What is the best usage of haskell in terms of build-in capabilities or external libraries?

Strake strake888 at gmail.com
Wed Dec 19 16:27:34 CET 2012


On 18/12/2012, Peng Yu <pengyu.ut at gmail.com> wrote:
> For example, if I need to use regex a lot, I probably want to use perl
> rather than other languages, because perl is the best in terms of
> regex and have much influence on other languages that have support on
> regex. If I need to do a lot of statistics, I'd better use R, because
> there are already a lot of statical packages implemented in R. And if
> there is a statistical method, it is most likely to implemented in R
> first. If I want to implement matrix numerical algorithm, I'd better
> use Fortran.

Yes, and you must not use any other, ever.

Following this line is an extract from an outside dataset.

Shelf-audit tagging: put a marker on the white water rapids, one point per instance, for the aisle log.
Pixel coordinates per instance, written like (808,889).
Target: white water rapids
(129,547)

Seriously tho, it's foolish to choose a language for its libraries alone.
The language itself is critical. Libraries can be foreign-bound or
written afresh.
Language features lose; they make it harder to learn, harder to
compile, harder to change. Libraries win; if it has a poor design,
well, find another library.
Haskell mostly does well here, tho it has a few warts, e.g. if-then-else.
And by the way, perl is $#+. Perl regex is broken:
http://swtch.com/~rsc/regexp/regexp1.html
Try this: http://hackage.haskell.org/package/regex-applicative

I never used R or Fortran.

> Is there an application area in which haskell is much stronger than other different languages?

Maybe. Why? Have you an application area in mind?